And his prominent grey eyes seemed to be staring over my head at some imaginary plan of this entrance!
“Only, they must hurry up, mind! No more of this nonsense about their waiting a twelve-month and courting all the love away! Happy’s the wooing that’s not long a-doing: isn’t that right, Major?”
“Quite, quite!” Major Montresor got his word in edge-ways at last. “To my sorrow” (old humbug!) “be it spoken! You see, Waters, the longer you play your fish, the more likely he—that is, she—is to get away! You’ve got to put on all the strain your tackle will bear at once!”
“Hear that, Bill?” (The Governor was looking as if he would not be able to stand much more strain of this kind.) “Put it all on at once—excellent advice! And where are you going to have the wedding, Mary? Here, I daresay?”
“I had hoped so,” said Mrs.
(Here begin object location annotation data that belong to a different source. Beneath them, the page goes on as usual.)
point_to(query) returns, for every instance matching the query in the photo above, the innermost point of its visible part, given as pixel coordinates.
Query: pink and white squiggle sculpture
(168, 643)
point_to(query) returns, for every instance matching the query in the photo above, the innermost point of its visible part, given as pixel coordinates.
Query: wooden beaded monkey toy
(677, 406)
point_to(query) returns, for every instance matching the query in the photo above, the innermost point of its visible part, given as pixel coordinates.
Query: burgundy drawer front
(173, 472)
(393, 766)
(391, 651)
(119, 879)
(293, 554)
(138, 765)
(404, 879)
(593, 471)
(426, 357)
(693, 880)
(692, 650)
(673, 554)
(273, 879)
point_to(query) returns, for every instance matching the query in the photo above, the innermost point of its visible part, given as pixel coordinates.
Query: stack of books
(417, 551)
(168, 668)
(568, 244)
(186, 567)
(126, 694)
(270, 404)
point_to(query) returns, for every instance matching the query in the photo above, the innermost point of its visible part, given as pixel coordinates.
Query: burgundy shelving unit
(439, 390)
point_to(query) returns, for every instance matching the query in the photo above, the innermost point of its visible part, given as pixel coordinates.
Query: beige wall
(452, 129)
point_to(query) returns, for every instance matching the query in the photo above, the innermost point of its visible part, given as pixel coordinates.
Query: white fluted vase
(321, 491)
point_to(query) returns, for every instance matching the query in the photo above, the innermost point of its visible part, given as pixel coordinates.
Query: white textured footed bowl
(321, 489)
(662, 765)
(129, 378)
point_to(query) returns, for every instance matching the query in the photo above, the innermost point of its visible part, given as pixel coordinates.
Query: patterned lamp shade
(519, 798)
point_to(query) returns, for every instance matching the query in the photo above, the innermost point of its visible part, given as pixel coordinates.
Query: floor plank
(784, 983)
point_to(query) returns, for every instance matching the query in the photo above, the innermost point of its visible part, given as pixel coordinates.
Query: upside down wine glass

Waters, with her pretty smile at me.
“Oh, yes; here, Uncle Albert!” cried Blanche, who, I know, would regard this wedding as a dress-rehearsal of her own. And then she and Theo began to enlarge, in a kind of two-part pæon, on this function that will never be.
“A big tent on the lawn——”
“Red carpet across the gravel——”
“A huge wedding-cake just in that very place”—with a bacchanalian gesture towards the mirrored table-centre. “All the lovely presents put out in the den——”
“Too small, Blanche! I know Uncle Albert will want to give them all his furniture.”